Wichtige therapeutische Ergebnisse wie Entwicklung von Vertrauen, Veränderung des Selbstbildes und Beziehungsfähigkeit werden im Kontext der Klangliegenwirkung erläutert. Die Therapeutin beschreibt, wie Menschen nach langer Zeit das erste Mal wieder das Gefühl von Leichtigkeit, Loslassen und „ozeanischer“ Entgrenzung erfahren.

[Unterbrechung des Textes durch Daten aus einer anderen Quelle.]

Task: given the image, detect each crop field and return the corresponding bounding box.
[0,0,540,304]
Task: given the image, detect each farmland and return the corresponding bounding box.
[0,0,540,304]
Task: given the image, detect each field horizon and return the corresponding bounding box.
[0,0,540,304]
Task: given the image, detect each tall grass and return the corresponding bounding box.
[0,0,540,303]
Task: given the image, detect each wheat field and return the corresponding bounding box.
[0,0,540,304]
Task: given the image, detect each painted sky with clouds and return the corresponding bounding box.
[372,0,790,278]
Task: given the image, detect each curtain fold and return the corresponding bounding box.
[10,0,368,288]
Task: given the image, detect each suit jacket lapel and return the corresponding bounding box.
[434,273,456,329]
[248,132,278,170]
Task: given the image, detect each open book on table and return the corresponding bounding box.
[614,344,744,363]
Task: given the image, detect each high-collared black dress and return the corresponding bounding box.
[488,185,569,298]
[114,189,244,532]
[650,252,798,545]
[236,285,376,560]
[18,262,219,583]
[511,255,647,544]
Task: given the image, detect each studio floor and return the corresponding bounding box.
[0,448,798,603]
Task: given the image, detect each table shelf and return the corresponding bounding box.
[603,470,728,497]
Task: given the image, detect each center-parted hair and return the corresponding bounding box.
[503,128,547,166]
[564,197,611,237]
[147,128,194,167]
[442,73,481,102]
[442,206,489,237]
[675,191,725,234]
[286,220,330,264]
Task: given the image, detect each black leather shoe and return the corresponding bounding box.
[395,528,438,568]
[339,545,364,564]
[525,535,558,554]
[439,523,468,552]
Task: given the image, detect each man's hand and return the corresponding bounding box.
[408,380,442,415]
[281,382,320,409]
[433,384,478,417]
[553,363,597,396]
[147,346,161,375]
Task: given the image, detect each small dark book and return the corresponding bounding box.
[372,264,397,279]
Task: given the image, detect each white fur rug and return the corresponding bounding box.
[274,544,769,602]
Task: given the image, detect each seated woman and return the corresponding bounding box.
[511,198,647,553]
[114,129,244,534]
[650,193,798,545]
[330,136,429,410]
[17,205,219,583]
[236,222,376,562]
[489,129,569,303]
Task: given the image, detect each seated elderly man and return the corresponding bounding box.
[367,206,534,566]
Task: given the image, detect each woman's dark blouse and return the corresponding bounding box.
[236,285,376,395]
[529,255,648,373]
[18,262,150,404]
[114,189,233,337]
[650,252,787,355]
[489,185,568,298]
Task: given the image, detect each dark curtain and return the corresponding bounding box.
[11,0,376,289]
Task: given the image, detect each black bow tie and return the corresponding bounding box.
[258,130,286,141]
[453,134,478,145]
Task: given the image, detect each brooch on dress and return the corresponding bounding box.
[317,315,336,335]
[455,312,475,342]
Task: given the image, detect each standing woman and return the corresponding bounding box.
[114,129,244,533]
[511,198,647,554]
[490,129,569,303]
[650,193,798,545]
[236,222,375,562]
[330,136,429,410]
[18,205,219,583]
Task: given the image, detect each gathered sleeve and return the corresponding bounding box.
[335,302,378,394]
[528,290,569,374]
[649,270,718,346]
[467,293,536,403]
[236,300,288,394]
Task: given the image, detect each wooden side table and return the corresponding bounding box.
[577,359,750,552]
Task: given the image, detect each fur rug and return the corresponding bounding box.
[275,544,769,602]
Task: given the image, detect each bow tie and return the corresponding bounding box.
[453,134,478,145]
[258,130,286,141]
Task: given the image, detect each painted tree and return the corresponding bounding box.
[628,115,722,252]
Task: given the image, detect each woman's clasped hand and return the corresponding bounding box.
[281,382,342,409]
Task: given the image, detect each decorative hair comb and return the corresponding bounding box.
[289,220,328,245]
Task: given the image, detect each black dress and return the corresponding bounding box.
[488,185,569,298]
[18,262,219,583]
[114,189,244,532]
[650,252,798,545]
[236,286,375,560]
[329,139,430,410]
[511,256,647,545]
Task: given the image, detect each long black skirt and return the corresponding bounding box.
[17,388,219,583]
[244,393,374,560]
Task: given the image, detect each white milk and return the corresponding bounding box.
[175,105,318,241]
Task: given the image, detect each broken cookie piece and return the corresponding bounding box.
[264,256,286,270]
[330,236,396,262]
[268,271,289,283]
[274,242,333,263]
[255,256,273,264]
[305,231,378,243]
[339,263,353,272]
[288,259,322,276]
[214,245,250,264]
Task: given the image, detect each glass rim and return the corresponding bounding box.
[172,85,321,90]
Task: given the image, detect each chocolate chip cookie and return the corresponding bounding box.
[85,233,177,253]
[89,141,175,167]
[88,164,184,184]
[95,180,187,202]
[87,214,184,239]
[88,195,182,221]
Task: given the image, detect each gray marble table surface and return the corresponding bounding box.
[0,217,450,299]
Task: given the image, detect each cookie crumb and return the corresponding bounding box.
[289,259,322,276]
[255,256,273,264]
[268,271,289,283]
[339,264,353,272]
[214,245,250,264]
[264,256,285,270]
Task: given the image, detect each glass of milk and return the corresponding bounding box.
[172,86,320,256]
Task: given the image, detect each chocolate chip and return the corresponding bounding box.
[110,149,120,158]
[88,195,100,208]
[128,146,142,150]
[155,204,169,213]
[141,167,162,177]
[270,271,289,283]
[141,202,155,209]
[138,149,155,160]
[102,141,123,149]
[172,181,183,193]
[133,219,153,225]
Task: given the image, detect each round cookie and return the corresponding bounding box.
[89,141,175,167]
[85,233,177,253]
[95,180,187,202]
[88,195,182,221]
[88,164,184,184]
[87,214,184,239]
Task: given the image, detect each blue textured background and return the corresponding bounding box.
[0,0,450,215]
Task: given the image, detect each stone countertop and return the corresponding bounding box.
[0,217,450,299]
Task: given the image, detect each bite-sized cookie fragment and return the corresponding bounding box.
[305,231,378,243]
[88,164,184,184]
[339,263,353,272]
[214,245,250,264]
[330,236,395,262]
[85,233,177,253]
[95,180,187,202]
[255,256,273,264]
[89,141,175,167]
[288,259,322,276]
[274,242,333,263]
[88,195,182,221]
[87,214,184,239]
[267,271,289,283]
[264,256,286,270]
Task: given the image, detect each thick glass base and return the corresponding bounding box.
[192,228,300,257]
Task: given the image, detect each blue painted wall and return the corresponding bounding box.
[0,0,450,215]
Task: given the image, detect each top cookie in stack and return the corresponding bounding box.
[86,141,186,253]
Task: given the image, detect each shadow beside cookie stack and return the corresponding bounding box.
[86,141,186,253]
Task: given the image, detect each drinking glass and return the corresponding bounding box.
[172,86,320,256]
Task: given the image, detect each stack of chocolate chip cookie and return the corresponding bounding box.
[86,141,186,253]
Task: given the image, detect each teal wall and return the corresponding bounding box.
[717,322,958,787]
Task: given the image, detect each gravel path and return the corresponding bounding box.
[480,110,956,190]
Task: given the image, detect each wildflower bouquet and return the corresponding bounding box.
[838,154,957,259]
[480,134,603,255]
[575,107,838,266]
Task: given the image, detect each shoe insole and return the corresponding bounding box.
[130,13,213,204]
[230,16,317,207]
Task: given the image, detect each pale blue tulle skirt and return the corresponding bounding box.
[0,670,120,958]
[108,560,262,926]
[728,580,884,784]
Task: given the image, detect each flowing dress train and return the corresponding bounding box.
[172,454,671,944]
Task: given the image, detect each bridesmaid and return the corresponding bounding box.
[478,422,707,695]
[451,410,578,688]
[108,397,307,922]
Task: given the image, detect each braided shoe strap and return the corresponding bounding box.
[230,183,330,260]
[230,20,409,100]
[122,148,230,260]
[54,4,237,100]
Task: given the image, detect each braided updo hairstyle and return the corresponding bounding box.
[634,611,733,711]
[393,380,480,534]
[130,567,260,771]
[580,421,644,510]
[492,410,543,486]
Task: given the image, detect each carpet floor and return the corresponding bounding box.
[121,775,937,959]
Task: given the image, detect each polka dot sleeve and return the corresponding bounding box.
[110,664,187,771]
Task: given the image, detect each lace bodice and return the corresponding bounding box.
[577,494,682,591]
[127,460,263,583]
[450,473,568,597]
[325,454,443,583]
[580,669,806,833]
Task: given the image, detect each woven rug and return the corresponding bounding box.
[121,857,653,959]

„Wer nach einem flüchtigen Blick über Titel und Vorwort des 2021 im Reichert Verlag erschienenen Werks mit einem blumigen Werbetext aus der Wellnessbranche rechnet, wird beim Lesen dieses akribisch ausgearbeiteten Buchs bald eines Besseren belehrt. Auf den 116 sauber recherchierten Seiten erwartet die Lesenden ein Feuerwerk an Informationen zum multimodalen Ansatz von Christiane Trost, in dem sie aus ihrer langjährigen Arbeit mit der manuell gespielten Klangliege berichtet. (...) Präzise skizziert Trost die theoretische Rahmung anhand Grundlagenforschung, Erkenntnissen aus Hirnforschung, Klangwirkungsforschung monochromer Klänge und spannt den Reigen von Symboldeutung über Atemtherapie hin zu musiktherapeutischen Methoden. (...) Durch die umfangreichen Literaturangaben stellt das Werk einen Stein-bruch für diejenigen dar, die sich vertiefen oder eigene klangbasierte Arbeit in Fachkreisen legitimieren wollen. Es schafft einen sehr guten Überblick über bisherige Entwicklungsarbeiten. So kann ich die einleitenden Worte von Muthesius (S.11), diese Arbeit als beeindruckend zu bezeichnen nur unterstreichen und das Buch allen interessierten Laien oder mit vibroakustischen Methoden arbeitenden Therapeut.innen wärmstens empfehlen!
Von Dorothee Anders
In: Musiktherapeutische Umschau, Heft 4/2021, Rezensionen, S. 432
Christiane Trost *1970 befasste sich in ihren Studiengängen (Lehramt, Magistra Artium, Kirchenmusik) an mehreren norddeutschen Universitäten intensiv mit Musik und Musikwissenschaft, Philosophie, Theologie, Pädagogik, Literatur- und Sprachwissenschaft. Der Yogalehrerausbildung folgten Weiterbildungen in Rhythmik sowie Elementarer Bewegungs- und Tanzpädagogik/ Salzburg, die Musik- und Psychotherapieweiterbildungen (HP/Psychotherapie/ Hamburg, Bachelor Psychologie/ Hagen, Guided Imagery and Music/ Berlin, Frohne-Hagemann, Trance- und Körpertherapie/ Würzburg, Strobel) wurden mit dem Master Musiktherapie/ Berlin UdK abgerundet. Seit 2000 freiberuflich arbeitet Christiane Trost in diversen Einrichtungen und in eigener Praxis als Dozentin und Lehrerin verschiedener Fachbereiche, als Musikerin und Musik-/Psychotherapeutin.